Когда феминистки сражаются с женским «меня никто никогда не...» и «я не жертва», «не нагнетайте», «у нас не всё так плохо», «не тычьте мне вашими изнасилованными девочками», это представляет собой сражение и спор с женской гендерной фантазией собственной грандиозности и контроля над своим существованием, которых, разумеется, в реальности нет.

Идентификация с агрессором и диссоциация тесно переплетены, один процесс опирается на другой и наоборот. В момент травмы, диссоциация опустошает ум: «исчезают» собственный опыт, включая восприятие, мысли, чувства и ощущение уязвимости.

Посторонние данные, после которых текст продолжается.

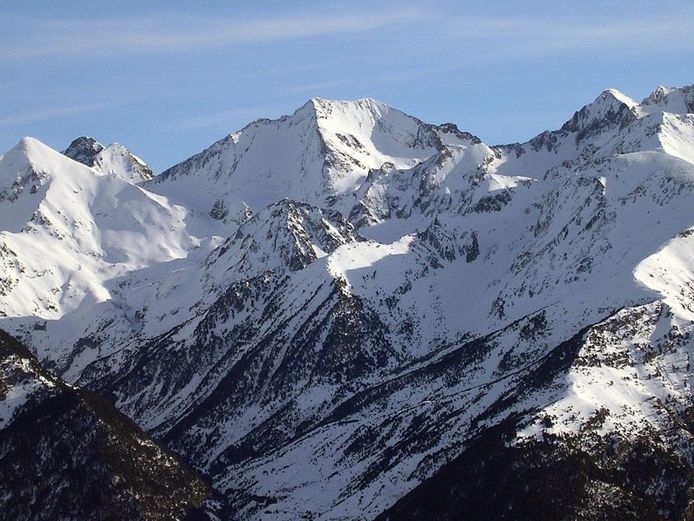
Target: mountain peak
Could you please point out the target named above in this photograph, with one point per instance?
(84, 150)
(670, 99)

Диссоциация также может «стирать» только часть мысленного содержания. Как бы то ни было, диссоциация эмоционального опыта выполняет две задачи: во-первых, она отдаляет нас от невыносимых переживаний боли или страха; во-вторых, помогает нам в процессе адаптации, селективно изолируя только те переживания, которые могли бы стать опасными для нас в травматической ситуации, если бы стали заметны извне.

 

Патриархат

Патриархат — это система общественно-политических и экономических отношений между полами, которые основываются, поддерживаются и структурируются:

  1. на базе определённых институтов: общественных (семья, государство) и частных («любовь»);
  2. на базе междуклассовой и внутригендерной солидарности мужчин (фратрия), которые в качестве социальной группы коллективно и индивидуально угнетают женщин (всех коллективно и каждую в отдельности), присваивая себе продуктивную и репродуктивную рабочую силу женщин, их физические тела и всё произведённое ими (производительный труд[1], деторождение, «красота»), с применением в целях принуждения как прямого, открытого, так и косвенного, невидимого насилия.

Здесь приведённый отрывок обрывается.